I learned a few things last week/end that made me grit my teeth.
And breathe a sigh of relief.
At the same time.
Sometimes, God says no.
Not later, not how about this instead, not we'll see... Just no.
I'm not used to this. I've worked hard to get where I am in life, and I've been blessed beyond belief. I've enjoyed a supportive family and community, and I've found favor with opportunities regarding school and jobs. Even the house we built and the cars we bought seemed to fall into place at the perfect times. For the most part, I've never been told no.
Until now. I feel it brewing, and it leaves me so unsettled. We've fallen in love with a dream house (less money, more land, same schools. C'mon, Lord!) that will most likely not work out for us, and it makes me sad. I'm not making enough money at my job to keep us stress-free throughout the month, and it makes me stressed. Our vehicles show some serious wear and tear, and it makes me worried. For what feels like the first time in my life, I can feel God preparing me for a few no's. Where does that leave me?
While it doesn't make me doubt His existence, it does leave me feeling frustrated and indignant. I think I'm a reasonable person. My dreams have always been achievable. Why can't I convince God to help my plans come to fruition? I also feel entitled - so entitled. I've got kids to raise. I've got a husband in ministry to support. I've got free time to protect. I've got, I've got, I've got.

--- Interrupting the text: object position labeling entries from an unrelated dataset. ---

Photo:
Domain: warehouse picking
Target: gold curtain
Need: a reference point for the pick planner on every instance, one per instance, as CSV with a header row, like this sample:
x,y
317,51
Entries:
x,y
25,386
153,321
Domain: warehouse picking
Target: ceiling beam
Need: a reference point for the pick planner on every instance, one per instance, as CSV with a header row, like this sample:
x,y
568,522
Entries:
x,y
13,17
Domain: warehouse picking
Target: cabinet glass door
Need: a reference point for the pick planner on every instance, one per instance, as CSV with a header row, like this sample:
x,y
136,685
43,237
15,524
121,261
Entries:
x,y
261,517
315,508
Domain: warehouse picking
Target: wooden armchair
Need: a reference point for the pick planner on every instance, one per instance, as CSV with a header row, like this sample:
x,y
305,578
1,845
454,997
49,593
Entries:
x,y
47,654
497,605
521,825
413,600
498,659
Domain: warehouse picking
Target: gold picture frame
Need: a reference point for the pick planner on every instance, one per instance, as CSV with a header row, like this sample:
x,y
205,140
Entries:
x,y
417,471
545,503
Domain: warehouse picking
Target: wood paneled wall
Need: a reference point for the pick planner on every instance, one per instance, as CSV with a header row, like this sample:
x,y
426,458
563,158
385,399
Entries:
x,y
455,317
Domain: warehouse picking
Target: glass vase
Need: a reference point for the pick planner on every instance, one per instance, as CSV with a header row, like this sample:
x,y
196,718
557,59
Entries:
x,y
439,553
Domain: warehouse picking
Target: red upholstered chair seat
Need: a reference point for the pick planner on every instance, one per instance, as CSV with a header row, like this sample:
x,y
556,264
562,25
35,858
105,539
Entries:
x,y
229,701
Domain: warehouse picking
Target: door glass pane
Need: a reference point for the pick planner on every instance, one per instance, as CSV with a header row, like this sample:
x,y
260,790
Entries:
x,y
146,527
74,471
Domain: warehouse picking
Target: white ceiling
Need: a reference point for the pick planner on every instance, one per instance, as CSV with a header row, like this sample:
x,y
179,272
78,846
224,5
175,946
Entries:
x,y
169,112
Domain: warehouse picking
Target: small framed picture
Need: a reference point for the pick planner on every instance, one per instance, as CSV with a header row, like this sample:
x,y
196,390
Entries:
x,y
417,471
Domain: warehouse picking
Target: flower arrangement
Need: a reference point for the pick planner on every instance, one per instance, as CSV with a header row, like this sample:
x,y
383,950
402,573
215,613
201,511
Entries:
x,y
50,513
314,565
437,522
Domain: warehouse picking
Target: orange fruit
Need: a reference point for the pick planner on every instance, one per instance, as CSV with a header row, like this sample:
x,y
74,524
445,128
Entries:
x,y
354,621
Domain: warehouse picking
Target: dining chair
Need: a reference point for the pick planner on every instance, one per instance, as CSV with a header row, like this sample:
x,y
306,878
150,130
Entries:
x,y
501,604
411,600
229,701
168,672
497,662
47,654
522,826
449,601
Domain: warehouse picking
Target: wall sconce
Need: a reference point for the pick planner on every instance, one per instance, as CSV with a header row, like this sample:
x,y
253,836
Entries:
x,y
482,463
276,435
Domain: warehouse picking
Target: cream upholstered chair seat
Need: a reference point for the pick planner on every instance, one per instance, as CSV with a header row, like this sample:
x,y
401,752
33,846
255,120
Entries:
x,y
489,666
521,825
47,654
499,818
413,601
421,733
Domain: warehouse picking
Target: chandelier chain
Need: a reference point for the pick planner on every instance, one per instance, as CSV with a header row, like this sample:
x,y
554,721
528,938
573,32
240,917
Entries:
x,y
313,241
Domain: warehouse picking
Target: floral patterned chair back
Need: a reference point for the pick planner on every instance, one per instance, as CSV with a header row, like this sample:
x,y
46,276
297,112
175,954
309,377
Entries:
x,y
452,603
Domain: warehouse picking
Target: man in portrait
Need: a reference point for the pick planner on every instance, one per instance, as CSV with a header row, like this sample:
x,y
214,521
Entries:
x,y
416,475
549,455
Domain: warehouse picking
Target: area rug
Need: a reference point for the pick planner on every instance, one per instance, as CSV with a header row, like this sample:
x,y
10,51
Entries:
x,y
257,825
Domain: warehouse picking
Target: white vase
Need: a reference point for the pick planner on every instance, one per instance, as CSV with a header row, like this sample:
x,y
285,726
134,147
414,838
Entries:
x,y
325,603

What I'm learning is this: When He tells me no, it's because He wants me to know that His grace is sufficient for me. End of story. If I never make enough money at my job to get through the month without struggling, His grace is still sufficient. If we never get into our dream house, His grace is still sufficient. If I never get the opportunity to stay at home full-time, His grace is still sufficient. If we have to sacrifice everything to help Isaiah Jane reach basic milestones, His grace is still sufficient.
But what does that even mean? How will His grace help me pay the bills, or obtain a sense of calm and peace and contentment?
It means that from the moment I was born, I deserved death. It means that every day, I wake up and screw up. It means that I regularly do things that most likely make God scratch His head and pull His lips tight.
And yet He still loves me. He still smiles when I tilt my heart towards Him, and He longs to share the load and take the things that burden my shoulders. He's still proud of me. And most importantly, He's still faithful. He's still willing to complete the work He started in me, if I'm still willing to commit to the ride.